FABRAZYME SIDE EFFECTS
- Generic Name: agalsidase beta
- Brand Name: Fabrazyme
The following clinically significant adverse reactions are described elsewhere in labeling:
- Anaphylaxis and Hypersensitivity Reactions
- Infusion-Associated Reactions
Clinical Trials Experience
Because clinical trials are conducted under widely varying conditions, adverse reaction rates observed in clinical trials of a drug cannot be directly compared to rates in the clinical trial of another drug and may not reflect the rates observed in patients in clinical practice.
The data described below reflect exposure of 80 patients, ages 16 to 61 years, to 1 mg/kg Fabrazyme every two weeks in two separate double-blind, placebo-controlled clinical trials, for periods ranging from 1 to 35 months (mean 15.5 months). All 58 patients enrolled in one of the two studies continued into an open-label extension study of Fabrazyme treatment for up to 54 additional months. Patients were treated with antipyretics and antihistamines prior to the infusions.

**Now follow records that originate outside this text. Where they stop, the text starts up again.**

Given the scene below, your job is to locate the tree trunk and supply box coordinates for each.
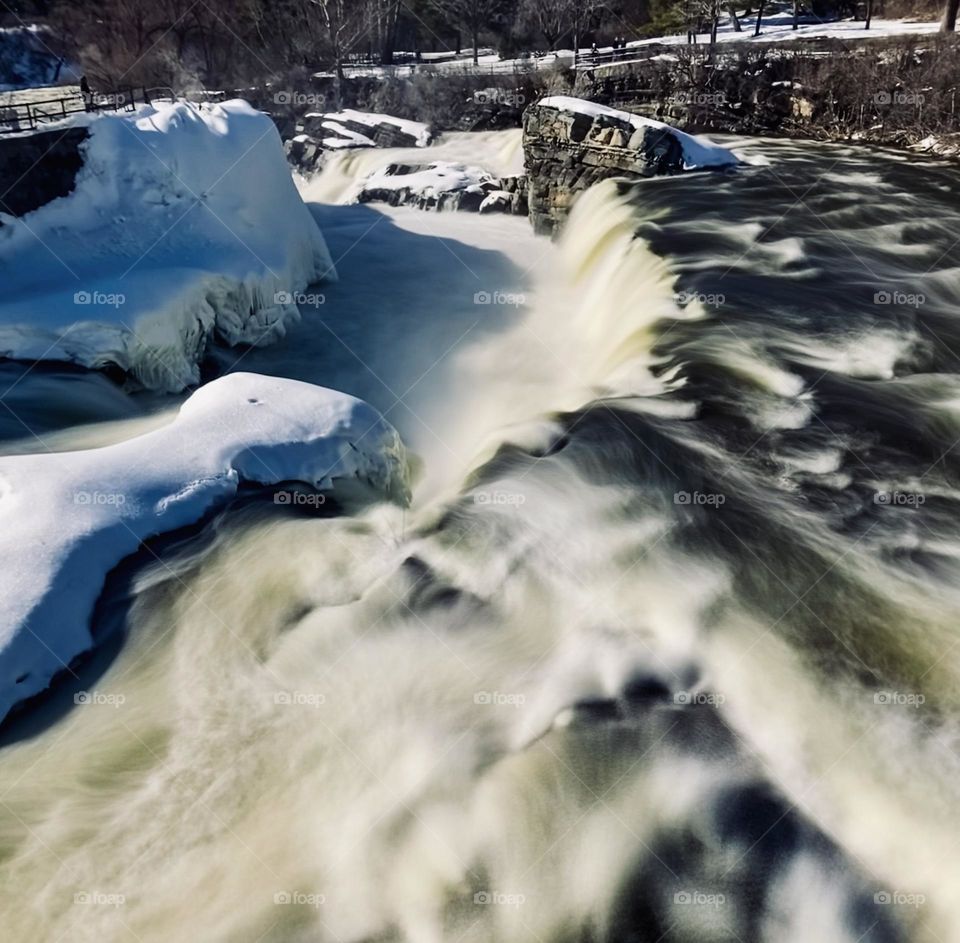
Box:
[753,0,764,36]
[940,0,960,33]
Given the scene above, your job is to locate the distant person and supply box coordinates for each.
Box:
[80,75,93,111]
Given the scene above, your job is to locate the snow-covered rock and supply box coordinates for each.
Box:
[307,108,430,147]
[0,373,407,719]
[0,24,80,91]
[0,101,336,391]
[357,161,498,205]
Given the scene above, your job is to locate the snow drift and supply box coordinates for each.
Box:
[537,95,740,170]
[0,101,336,391]
[0,373,407,719]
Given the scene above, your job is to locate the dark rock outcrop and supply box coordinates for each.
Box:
[523,104,700,234]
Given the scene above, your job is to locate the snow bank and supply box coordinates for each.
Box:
[620,13,940,53]
[0,101,336,391]
[359,160,495,200]
[320,108,430,147]
[537,95,739,170]
[0,373,406,719]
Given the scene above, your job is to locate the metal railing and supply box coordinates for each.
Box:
[0,86,175,134]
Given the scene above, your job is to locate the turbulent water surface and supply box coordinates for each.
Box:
[0,135,960,943]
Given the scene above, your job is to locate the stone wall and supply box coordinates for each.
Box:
[0,128,88,216]
[523,105,683,234]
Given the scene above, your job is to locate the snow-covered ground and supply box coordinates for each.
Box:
[336,12,940,76]
[620,13,940,52]
[537,95,740,170]
[0,373,407,720]
[0,101,336,391]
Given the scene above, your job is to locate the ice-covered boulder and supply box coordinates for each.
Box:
[0,101,336,391]
[0,373,407,720]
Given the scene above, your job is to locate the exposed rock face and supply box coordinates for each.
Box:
[523,105,683,234]
[0,128,88,216]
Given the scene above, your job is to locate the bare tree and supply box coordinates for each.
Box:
[428,0,502,65]
[520,0,578,49]
[940,0,960,33]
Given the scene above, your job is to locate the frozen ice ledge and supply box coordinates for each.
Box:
[0,373,408,720]
[0,101,336,392]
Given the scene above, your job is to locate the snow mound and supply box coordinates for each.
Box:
[537,95,740,170]
[0,373,407,719]
[0,101,336,392]
[320,108,430,147]
[359,160,494,201]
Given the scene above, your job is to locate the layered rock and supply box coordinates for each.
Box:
[0,127,89,219]
[523,98,736,234]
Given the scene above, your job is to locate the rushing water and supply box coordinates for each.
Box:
[0,137,960,943]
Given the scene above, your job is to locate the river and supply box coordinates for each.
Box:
[0,132,960,943]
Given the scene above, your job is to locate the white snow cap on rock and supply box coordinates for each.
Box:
[0,373,407,719]
[0,101,336,392]
[322,108,430,147]
[537,95,740,170]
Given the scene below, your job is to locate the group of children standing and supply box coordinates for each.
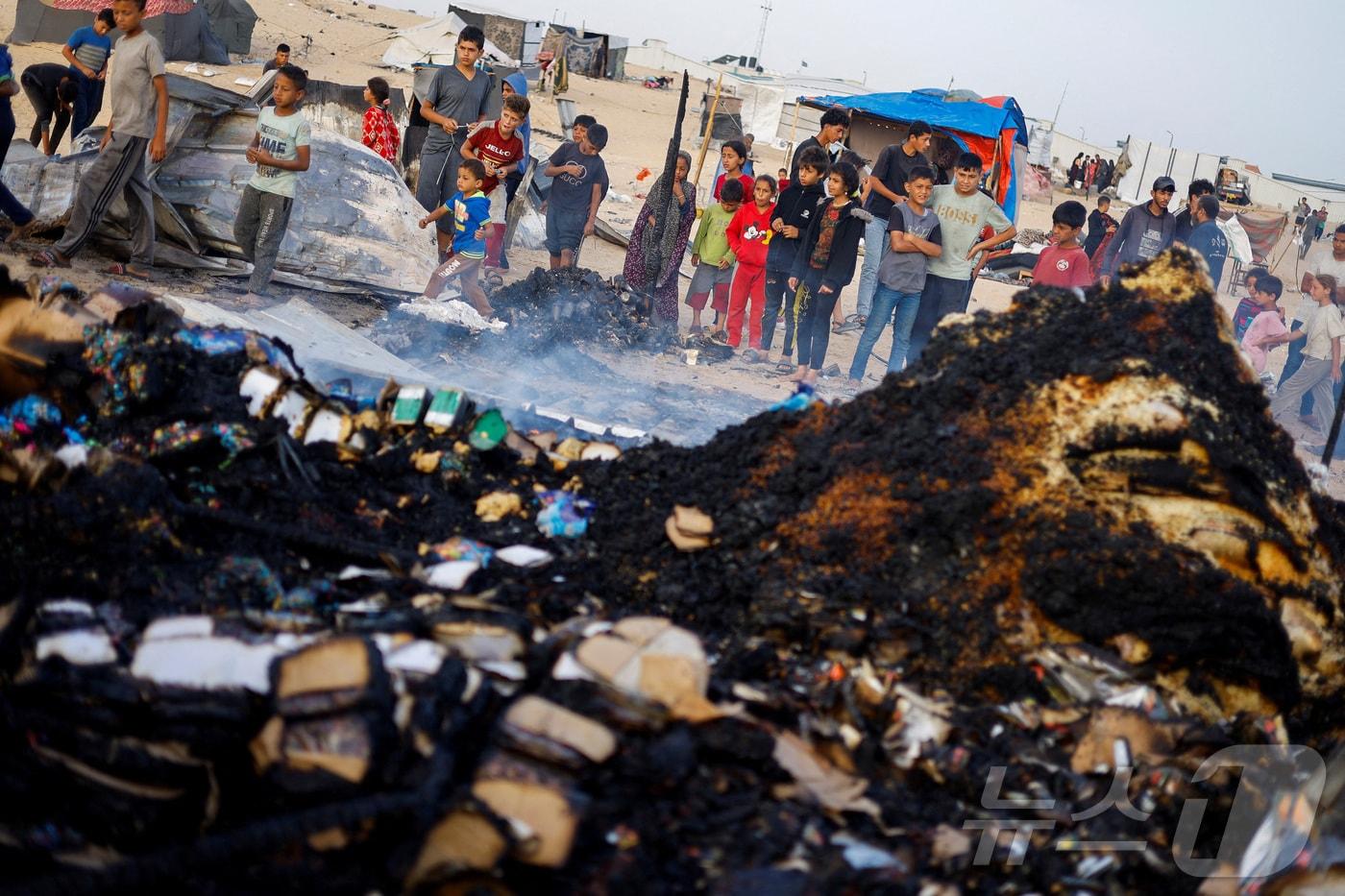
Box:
[687,141,868,383]
[686,131,1027,386]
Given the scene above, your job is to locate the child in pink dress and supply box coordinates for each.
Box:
[1241,275,1290,394]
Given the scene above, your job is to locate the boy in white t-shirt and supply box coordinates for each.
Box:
[1270,275,1345,437]
[234,64,312,304]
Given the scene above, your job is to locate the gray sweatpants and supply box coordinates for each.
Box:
[55,131,155,266]
[1270,355,1335,436]
[234,184,295,295]
[416,144,463,234]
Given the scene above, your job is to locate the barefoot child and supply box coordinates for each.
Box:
[234,64,312,303]
[420,158,495,318]
[1032,199,1092,289]
[362,78,403,164]
[761,147,827,373]
[848,165,942,389]
[1241,273,1294,394]
[686,181,743,333]
[790,161,871,386]
[725,175,774,360]
[463,93,530,268]
[1261,275,1345,439]
[61,10,117,141]
[544,124,609,271]
[31,0,168,279]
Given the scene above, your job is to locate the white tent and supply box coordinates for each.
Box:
[383,12,518,68]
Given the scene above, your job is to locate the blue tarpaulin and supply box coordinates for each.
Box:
[799,93,1028,221]
[799,93,1028,147]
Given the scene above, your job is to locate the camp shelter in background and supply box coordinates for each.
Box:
[7,0,247,66]
[448,3,549,66]
[201,0,257,57]
[799,93,1028,221]
[383,12,518,70]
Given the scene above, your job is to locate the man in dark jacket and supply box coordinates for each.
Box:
[1173,178,1214,245]
[1102,178,1177,288]
[19,61,80,157]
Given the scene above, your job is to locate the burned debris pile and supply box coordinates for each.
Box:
[0,254,1345,893]
[373,268,676,358]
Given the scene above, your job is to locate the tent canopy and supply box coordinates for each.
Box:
[383,12,518,70]
[201,0,257,57]
[799,93,1028,221]
[800,93,1028,147]
[8,0,237,66]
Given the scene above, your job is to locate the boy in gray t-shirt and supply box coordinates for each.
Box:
[31,0,168,279]
[416,26,495,254]
[850,165,942,389]
[234,63,312,304]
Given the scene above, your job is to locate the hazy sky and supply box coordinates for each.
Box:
[377,0,1345,183]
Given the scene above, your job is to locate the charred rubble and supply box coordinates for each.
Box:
[0,253,1345,893]
[373,268,676,358]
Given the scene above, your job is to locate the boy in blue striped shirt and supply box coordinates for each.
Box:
[61,7,117,144]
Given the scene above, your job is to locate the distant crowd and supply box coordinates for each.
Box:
[0,14,1345,444]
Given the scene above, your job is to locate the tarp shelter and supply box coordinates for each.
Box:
[201,0,257,57]
[383,12,518,70]
[542,24,631,81]
[448,3,548,66]
[8,0,235,66]
[799,93,1028,221]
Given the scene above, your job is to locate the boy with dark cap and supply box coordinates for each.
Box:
[545,124,609,271]
[1102,178,1177,289]
[1173,178,1214,245]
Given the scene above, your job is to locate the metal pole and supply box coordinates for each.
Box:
[692,71,723,191]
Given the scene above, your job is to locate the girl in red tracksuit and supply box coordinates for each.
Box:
[725,175,774,355]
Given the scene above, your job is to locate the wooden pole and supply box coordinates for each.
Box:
[784,97,799,171]
[692,71,723,191]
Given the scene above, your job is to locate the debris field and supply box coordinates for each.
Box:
[0,247,1345,893]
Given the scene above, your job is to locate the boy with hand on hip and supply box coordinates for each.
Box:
[686,181,743,334]
[725,175,774,360]
[761,147,827,373]
[234,64,312,303]
[420,158,495,318]
[463,93,531,265]
[61,8,117,141]
[907,152,1018,363]
[416,26,494,254]
[1032,199,1092,289]
[31,0,168,279]
[848,165,942,389]
[546,124,608,271]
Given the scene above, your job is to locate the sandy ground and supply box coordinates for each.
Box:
[0,0,1345,496]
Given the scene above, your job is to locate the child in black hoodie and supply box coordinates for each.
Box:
[761,147,827,373]
[790,161,873,386]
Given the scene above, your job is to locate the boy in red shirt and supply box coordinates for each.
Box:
[463,93,531,268]
[1032,199,1092,289]
[725,175,774,360]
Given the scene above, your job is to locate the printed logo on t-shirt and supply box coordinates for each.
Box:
[561,161,588,187]
[743,224,774,244]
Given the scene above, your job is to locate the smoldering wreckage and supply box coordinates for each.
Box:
[0,244,1345,893]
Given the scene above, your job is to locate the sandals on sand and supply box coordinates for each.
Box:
[28,249,70,268]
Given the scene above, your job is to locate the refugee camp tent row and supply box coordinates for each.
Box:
[383,12,518,71]
[799,93,1028,221]
[542,24,631,81]
[448,3,550,66]
[7,0,257,66]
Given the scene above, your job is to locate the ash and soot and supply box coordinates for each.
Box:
[0,247,1345,893]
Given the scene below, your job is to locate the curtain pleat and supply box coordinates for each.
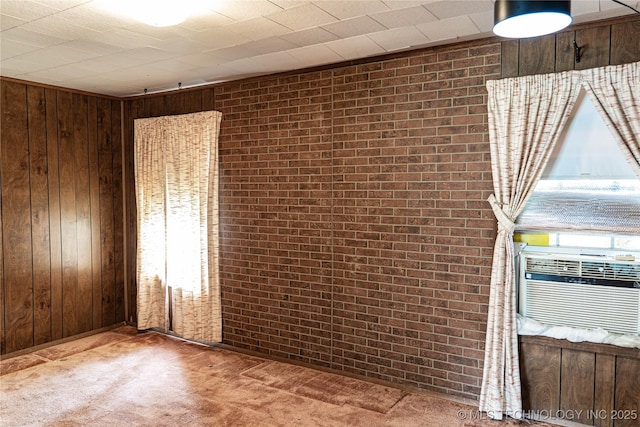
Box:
[479,62,640,419]
[135,111,222,342]
[580,62,640,177]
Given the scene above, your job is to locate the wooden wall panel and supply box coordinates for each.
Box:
[614,357,640,427]
[73,94,93,335]
[518,34,556,76]
[0,79,124,354]
[501,15,640,77]
[58,92,80,337]
[88,97,102,328]
[98,99,117,325]
[593,353,616,427]
[571,25,611,70]
[0,81,33,352]
[27,86,51,345]
[610,19,640,65]
[45,89,63,341]
[520,343,561,412]
[109,101,125,324]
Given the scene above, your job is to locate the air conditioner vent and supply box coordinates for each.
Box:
[525,257,640,282]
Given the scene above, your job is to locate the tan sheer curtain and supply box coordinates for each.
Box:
[134,111,222,342]
[480,73,579,419]
[580,62,640,177]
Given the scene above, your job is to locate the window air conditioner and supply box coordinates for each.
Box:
[518,248,640,335]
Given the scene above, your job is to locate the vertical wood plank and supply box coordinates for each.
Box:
[593,354,616,427]
[613,356,640,427]
[73,94,93,333]
[500,40,520,77]
[58,91,79,337]
[183,90,202,114]
[556,31,576,73]
[0,81,33,353]
[111,101,125,322]
[98,99,117,326]
[45,89,63,340]
[575,25,611,70]
[163,92,184,115]
[27,86,51,345]
[87,96,102,329]
[125,99,145,322]
[520,343,561,413]
[518,34,556,76]
[610,20,640,65]
[560,349,596,424]
[145,95,164,117]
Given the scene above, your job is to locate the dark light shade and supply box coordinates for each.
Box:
[493,0,572,38]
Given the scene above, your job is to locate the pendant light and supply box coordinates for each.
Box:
[493,0,571,38]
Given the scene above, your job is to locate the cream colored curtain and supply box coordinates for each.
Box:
[134,111,222,342]
[580,62,640,177]
[480,74,578,419]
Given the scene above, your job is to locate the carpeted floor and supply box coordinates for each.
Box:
[0,327,549,427]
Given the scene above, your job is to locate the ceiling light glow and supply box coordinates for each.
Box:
[98,0,211,27]
[493,0,572,38]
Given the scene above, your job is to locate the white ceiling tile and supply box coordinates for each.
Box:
[179,11,236,32]
[280,27,338,46]
[59,3,136,31]
[0,0,58,22]
[371,6,438,28]
[288,45,344,66]
[149,37,210,56]
[322,16,386,38]
[20,45,98,70]
[242,37,298,55]
[0,38,40,60]
[212,0,282,21]
[188,28,251,50]
[0,14,27,31]
[424,0,493,19]
[469,11,494,34]
[384,0,440,9]
[224,17,291,40]
[325,36,384,59]
[417,15,479,42]
[80,28,159,49]
[20,13,101,40]
[369,27,429,52]
[313,0,389,19]
[267,3,337,30]
[55,39,129,55]
[0,56,40,77]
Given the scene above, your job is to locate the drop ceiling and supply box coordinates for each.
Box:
[0,0,640,96]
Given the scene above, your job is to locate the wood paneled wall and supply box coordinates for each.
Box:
[122,87,214,323]
[520,336,640,427]
[0,79,125,354]
[502,16,640,77]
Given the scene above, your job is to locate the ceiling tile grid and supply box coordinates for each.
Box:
[0,0,640,96]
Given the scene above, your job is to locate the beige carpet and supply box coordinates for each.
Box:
[0,327,548,427]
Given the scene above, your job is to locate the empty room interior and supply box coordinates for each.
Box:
[0,0,640,427]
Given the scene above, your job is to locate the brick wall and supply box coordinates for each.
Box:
[215,41,500,399]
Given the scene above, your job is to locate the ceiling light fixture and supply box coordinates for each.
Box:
[493,0,572,38]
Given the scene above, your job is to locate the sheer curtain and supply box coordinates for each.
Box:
[479,62,640,419]
[480,74,578,419]
[134,111,222,342]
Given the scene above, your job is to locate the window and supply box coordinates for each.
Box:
[517,94,640,244]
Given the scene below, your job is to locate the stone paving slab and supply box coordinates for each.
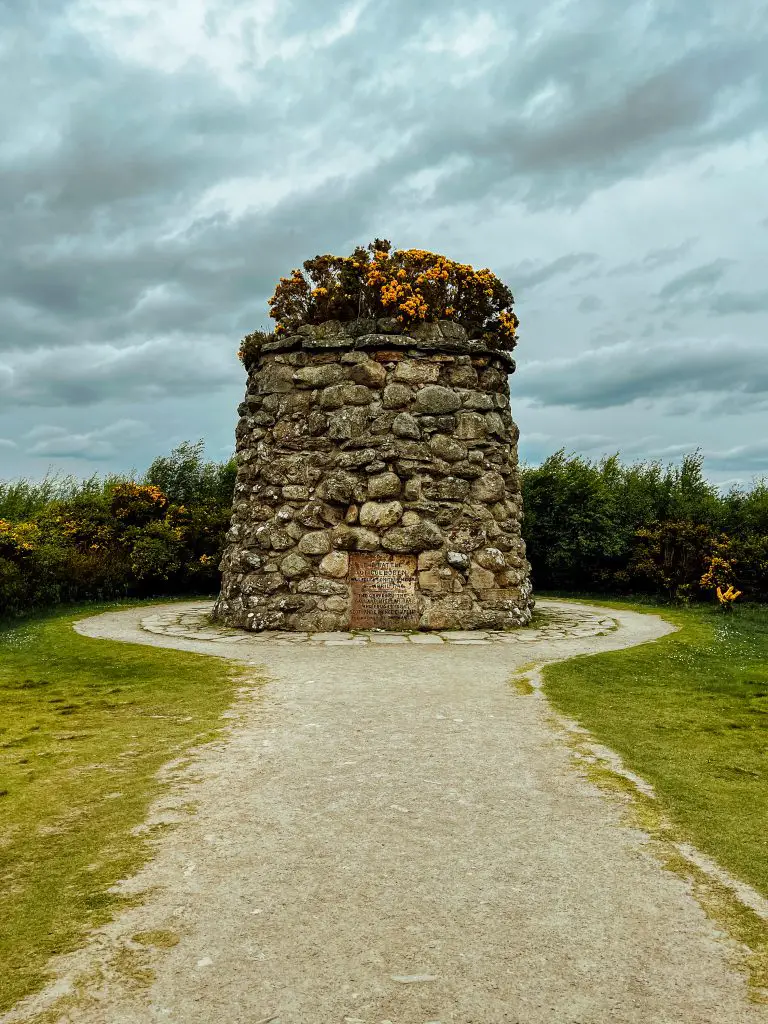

Most Common Adverse Reactions
Table 2 enumerates adverse reactions that occurred during the double-blind treatment periods of the two placebo-controlled trials (Study 1 and Study 2). The most common adverse reactions reported with Fabrazyme were infusion-associated reactions, (Fabrazyme 59% vs placebo 27%) some of which were severe (Fabrazyme 5.0% vs placebo 1.7%). Infusion-associated reactions are defined as adverse reactions occurring on the same day as the infusion.
Common adverse reactions which occurred in ≥20% of patients treated with Fabrazyme and >2.5% compared to placebo are: upper respiratory tract infection, chills, pyrexia, headache, cough, paresthesia, fatigue, peripheral edema, dizziness and rash. Table 1 lists the common adverse reactions (≥ 5%):
Table1: Summary of Common Adverse Reactions* in Clinical Trials (Study 1 and 2) of Patients with Fabry Disease
|Upper respiratory tract infectiona||53||42|
|Pain in extremity||19||8|
|Lower respiratory tract infection||18||7|
|Increased blood creatinine||9||5|
|* Reported at rate of at least 5% in Fabrazyme-treated patients and greater than 2.5% compared to placebo-treated patients.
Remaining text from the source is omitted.